A federal jury found Whittemore guilty in May of exceeding the $4,600 contribution limit in 2007 — funneling a total of $138,000 to Reid’s re-election campaign by writing $5,000 checks to family members, employees and their spouses who in turn contributed $4,600 to Reid.

“The jury did not convict Whittemore of engaging in constitutionally protected activities,” Assistant U.S. Attorney Steven Myhre said, “it convicted him of knowingly and willfully making illegal straw donations by soliciting others to donate to Sen. Reid’s campaign in their own names and furnishing the money for those donations.”

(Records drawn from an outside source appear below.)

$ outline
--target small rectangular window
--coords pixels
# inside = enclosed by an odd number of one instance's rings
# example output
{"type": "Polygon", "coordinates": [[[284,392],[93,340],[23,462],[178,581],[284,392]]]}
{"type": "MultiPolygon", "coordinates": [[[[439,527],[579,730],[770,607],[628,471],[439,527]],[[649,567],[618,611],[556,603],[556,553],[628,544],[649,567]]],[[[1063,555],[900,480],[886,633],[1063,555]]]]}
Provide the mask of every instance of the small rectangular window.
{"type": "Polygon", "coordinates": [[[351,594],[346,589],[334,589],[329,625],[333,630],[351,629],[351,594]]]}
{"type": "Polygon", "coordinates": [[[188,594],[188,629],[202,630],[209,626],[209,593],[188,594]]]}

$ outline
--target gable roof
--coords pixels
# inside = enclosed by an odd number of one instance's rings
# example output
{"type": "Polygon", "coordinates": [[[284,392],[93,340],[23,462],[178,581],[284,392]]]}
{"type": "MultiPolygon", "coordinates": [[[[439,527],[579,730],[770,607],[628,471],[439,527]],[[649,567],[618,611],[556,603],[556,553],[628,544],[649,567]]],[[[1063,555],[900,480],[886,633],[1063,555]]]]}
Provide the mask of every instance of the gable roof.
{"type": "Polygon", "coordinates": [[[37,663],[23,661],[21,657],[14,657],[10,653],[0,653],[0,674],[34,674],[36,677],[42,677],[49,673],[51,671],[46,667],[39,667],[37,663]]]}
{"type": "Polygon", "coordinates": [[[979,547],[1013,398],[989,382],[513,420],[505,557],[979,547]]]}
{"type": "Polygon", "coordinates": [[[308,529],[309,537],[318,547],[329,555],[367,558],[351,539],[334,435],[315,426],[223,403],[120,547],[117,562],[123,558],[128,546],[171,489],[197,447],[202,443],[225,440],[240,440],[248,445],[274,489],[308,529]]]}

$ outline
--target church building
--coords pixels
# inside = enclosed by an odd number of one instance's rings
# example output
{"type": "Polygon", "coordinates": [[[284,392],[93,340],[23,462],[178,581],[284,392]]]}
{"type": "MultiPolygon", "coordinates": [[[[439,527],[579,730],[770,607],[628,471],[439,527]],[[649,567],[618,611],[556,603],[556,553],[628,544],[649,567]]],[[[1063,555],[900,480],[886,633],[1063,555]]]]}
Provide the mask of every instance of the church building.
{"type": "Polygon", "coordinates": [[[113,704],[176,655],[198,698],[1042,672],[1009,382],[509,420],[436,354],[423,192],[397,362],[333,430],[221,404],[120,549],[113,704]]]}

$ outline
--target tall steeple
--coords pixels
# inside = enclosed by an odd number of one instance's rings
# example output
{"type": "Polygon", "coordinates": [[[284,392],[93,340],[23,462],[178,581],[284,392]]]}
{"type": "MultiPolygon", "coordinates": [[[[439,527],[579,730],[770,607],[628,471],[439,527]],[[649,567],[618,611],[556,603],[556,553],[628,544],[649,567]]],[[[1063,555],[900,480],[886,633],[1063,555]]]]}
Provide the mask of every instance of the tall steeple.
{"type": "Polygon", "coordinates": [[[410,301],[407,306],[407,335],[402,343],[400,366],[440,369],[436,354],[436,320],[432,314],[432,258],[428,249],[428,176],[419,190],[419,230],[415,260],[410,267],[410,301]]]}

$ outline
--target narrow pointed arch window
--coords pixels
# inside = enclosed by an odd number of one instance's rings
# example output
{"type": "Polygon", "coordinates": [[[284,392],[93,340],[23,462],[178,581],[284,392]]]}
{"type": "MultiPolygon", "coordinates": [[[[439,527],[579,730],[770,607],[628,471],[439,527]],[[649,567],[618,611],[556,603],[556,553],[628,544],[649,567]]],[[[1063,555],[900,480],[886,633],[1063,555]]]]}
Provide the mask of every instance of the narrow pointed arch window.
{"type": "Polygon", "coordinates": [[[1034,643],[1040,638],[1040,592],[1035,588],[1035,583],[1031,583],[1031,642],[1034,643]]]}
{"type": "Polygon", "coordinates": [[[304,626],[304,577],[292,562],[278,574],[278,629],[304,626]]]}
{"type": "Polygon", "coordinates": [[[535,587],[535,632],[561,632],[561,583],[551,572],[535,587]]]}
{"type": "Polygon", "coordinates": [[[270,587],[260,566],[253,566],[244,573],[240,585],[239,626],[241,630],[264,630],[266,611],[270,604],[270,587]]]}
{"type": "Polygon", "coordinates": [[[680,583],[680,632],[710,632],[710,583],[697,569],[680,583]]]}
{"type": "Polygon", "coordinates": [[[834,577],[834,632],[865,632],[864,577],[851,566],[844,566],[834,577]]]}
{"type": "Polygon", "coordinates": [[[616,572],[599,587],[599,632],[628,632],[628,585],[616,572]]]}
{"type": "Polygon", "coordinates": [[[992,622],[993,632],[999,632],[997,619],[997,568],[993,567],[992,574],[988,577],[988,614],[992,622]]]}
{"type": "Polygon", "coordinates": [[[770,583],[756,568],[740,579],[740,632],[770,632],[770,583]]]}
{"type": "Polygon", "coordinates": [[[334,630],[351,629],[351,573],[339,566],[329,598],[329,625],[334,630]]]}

Myhre said Whittemore was free to spend as much money as he wanted on advertising for his candidate, or in contributions to a PAC backing Reid. He said both the Supreme Court and the 9th Circuit have “consistently recognized an important distinction between direct donations to candidates and donations to organizations that make independent expenditures to support candidates.”

The Supreme Court first upheld contribution limits in its 1976 Buckley v. Valeo decision, based on arguments they were necessary to fight the risk of corruption. In Citizens United, the court said spending that is independent of campaigns poses no risk of corruption, no matter how large.

But Gentile said the justices who concluded independent expenditures don’t give rise to corruption “did not envision a world where those ‘independent expenditures’ were made by organizations that, themselves are not truly independent.”

“Super PACs act as nothing more than conduits for unlimited donations in support of a candidate,” he said, and in fact are less transparent because there are no reporting requirements until the PAC is required to file its federal tax forms the following year.